26.1.2017, 18:44 Uhr
Im Bereich des ehemaligen Restaurants im Erdgeschoß des Goldnen Löwen arbeiten aktuell die Maler des Auerbacher Bauhofs.

Im Bereich des ehemaligen Restaurants im Erdgeschoß des Goldnen Löwen arbeiten aktuell die Maler des Auerbacher Bauhofs. © Brigitte Grüner

Was wird aus dem Goldnen Löwen, wenn die Stadtverwaltung wieder in das sanierte Rathaus zurückkehrt? Diese Frage lag Monika Bock am Herzen. Die Reaktivierung als Hotel sei das angestrebte Ziel, antwortete Bürgermeister Joachim Neuß. Am liebsten mit einem Investor, der das Haus saniere und später betreibe.

Eine Alternative wäre die Modernisierung des Hauses und spätere Verpachtung durch die Stadt selbst – ähnlich wie auf Burg Hartenstein oder der Neukirchner Hof. Auch ein größeres Einzelhandelsgeschäft im Erdgeschoss und Wohnungen in den oberen Etagen wären denkbar. Am wichtigsten sei, dass durch den Kauf der Immobilie durch die Stadt mögliche Fehlentwicklungen durch andere Interessenten ausgeschaltet werden konnten.

Ein Bürger interessierte sich für die künftigen Wohnungen in der Unteren Vorstadt. Die Wohneinheiten im Bürgerspital würden Mietwohnungen werden, informierte der Rathauschef. Andere Gebäude – zwei Häuser sind bereits von der Stadt erworben – müssten erst noch geplant werden. Fakt sei, dass es interessante Fördermöglichkeiten für den Wohnungsbau durch Kommunen gibt.

Lob zollte Anton Lord dem neuen Friedhofseingang an der Kirche St. Helena. Allerdings seien die Sitzbänke recht verwittert. Eine natürliche Verwitterung sei durchaus gewollt, alternativ hätte man sonst Tropenholz verwenden müssen, erklärte Neuß.

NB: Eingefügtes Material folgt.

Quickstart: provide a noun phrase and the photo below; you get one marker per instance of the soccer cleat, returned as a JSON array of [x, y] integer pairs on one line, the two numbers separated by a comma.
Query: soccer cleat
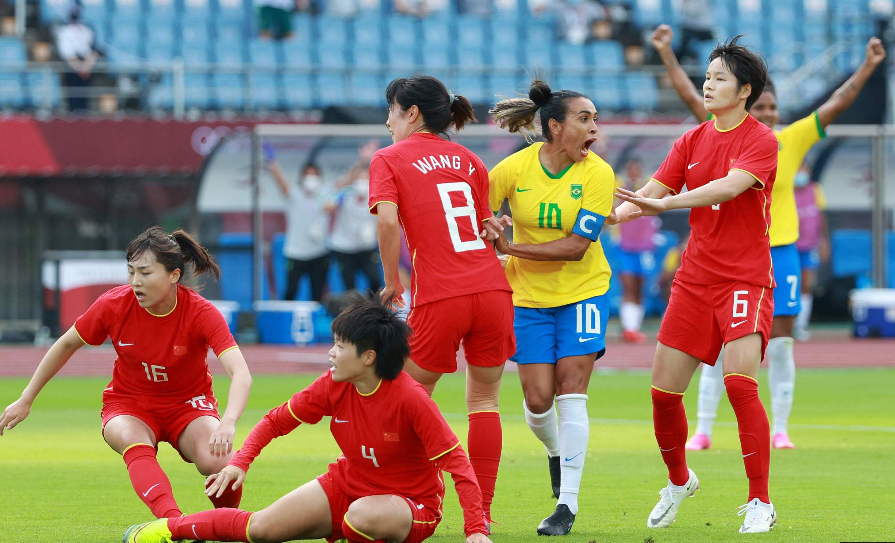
[[760, 517], [699, 442], [149, 532], [559, 523], [555, 474], [670, 499], [782, 441]]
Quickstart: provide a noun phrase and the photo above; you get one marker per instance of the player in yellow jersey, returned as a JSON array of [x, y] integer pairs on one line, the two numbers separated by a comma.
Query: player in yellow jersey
[[560, 196], [794, 142]]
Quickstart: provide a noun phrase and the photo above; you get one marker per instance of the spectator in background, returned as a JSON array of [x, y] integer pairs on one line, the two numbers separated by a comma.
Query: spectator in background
[[813, 243], [75, 43], [305, 247], [353, 238]]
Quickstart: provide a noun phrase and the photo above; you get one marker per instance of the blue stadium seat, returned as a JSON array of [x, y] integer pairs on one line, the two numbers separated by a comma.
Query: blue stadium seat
[[264, 91], [401, 30], [298, 91], [12, 91], [331, 89], [229, 90], [265, 53], [607, 55]]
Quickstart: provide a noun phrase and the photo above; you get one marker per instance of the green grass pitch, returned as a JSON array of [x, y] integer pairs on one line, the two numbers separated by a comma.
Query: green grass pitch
[[60, 482]]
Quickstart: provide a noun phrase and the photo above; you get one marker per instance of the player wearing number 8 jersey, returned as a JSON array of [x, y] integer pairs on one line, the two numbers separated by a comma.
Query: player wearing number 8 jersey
[[560, 195], [438, 192], [160, 388], [722, 294]]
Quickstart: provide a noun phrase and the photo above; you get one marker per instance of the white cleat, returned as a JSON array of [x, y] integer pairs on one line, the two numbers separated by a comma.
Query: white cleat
[[670, 499], [760, 517]]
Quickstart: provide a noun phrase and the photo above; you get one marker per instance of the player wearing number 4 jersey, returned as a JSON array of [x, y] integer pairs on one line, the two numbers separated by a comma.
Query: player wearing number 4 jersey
[[160, 388], [438, 192], [560, 195], [722, 294], [386, 486]]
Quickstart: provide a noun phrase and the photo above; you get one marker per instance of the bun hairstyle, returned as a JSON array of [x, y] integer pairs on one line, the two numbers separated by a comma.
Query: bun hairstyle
[[173, 251], [518, 114], [439, 107]]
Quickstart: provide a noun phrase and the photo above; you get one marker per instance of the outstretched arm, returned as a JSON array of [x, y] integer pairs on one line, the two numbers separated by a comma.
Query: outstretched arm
[[661, 40], [848, 92]]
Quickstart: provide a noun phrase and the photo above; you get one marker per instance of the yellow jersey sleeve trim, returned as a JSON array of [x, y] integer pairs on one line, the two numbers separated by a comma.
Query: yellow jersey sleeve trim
[[741, 375], [668, 391], [248, 525], [759, 181], [345, 520], [291, 412], [82, 339], [227, 350], [664, 185], [372, 207], [436, 457], [129, 447]]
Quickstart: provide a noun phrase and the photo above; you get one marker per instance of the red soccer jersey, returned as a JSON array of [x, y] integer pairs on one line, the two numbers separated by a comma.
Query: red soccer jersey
[[728, 241], [158, 355], [393, 441], [441, 191]]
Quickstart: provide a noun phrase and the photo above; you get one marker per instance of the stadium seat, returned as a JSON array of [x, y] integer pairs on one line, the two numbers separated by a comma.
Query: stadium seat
[[229, 90], [264, 92]]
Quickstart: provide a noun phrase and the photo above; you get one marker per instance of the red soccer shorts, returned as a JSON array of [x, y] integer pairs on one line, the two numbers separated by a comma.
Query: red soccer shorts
[[483, 322], [700, 319], [166, 418], [425, 520]]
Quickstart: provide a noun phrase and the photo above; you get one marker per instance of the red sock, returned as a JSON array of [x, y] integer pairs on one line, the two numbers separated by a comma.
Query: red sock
[[353, 536], [755, 432], [230, 498], [670, 424], [485, 440], [149, 481], [216, 525]]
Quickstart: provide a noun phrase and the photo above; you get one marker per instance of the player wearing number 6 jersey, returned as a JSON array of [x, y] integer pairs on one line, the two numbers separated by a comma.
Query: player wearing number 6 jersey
[[723, 292], [560, 195], [160, 388], [438, 192]]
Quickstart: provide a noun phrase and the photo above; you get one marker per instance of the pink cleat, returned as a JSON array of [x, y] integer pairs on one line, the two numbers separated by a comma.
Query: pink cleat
[[781, 441], [699, 442]]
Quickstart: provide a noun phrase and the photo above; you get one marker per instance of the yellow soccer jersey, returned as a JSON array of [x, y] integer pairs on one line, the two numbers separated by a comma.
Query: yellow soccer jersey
[[795, 140], [546, 208]]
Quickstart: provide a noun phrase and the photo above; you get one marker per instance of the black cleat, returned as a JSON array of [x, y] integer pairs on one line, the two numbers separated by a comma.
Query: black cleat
[[553, 462], [559, 523]]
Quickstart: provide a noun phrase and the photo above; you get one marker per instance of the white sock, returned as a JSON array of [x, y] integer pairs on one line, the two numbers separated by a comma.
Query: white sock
[[782, 380], [544, 427], [711, 386], [574, 436], [804, 316], [631, 316]]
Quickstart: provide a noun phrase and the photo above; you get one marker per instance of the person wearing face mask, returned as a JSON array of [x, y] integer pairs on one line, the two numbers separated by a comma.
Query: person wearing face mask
[[305, 247], [813, 244], [794, 142], [352, 232], [560, 195]]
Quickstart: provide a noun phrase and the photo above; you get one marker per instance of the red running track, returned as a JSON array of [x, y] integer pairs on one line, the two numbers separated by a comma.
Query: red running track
[[262, 359]]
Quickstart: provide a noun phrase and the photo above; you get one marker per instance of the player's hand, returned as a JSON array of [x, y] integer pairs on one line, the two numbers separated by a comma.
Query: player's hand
[[493, 226], [661, 38], [221, 441], [216, 483], [648, 206], [14, 414], [391, 295]]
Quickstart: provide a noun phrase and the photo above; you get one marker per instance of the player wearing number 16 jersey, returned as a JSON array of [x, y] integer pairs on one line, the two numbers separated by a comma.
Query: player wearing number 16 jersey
[[723, 292], [438, 192], [160, 388]]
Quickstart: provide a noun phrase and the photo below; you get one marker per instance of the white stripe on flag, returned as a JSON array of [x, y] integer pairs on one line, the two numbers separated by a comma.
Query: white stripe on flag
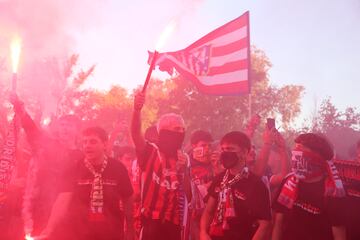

Alfred Kormann fragte nach dem Zeitplan für die Hochwasserschutzmaßnahmen in Michelfeld. Zurzeit laufe das Planfeststellungsverfahren, wusste Stadtbaumeisterin Margit Ebner. Eine Verwirklichung vor 2018 sei eher unrealistisch, meinte Neuß.

Paul Albert vermisste eine sinnvolle Fortführung des Radweges aus Ohrenbach in Richtung Auerbach. Auch die Beschilderung könnte verbessert werden, meinte Hans Bauer. Ziel wäre ein Lückenschluss des Radwegs zwischen Gewerbegebiet Leonie und B 470, so Neuß. Stellvertretender Landrat Martin Weiß war allerdings der Auffassung, dass Auerbach aktuell keine großen Investitionen vom Landkreis fordern könne, da in den vergangenen Jahren viel Geld in die AS 43 floss.

Auch die Kreiseinrichtungen Krankenhaus und Realschule werden finanziert und das Bergbaumuseum sukzessive saniert. Wichtig wäre noch die Sanierung der innerörtlichen Kreisstraße im Bereich der Alleestraße, so der Bürgermeister.

Die Bürgerversammlung fand in der Aula der Dr.-Heinrich-Stromer-Grundschule statt. Außer Bürgern aus Stadt und Umland zeigten die kompletten Fraktionen der Grünen und der Christlichen Umland-Union Interesse. Auch die SPD war fast vollzählig vertreten. Von den Freien Wählern waren immerhin 50 Prozent der Stadträte anwesend, während die CSU überhaupt nicht vertreten war.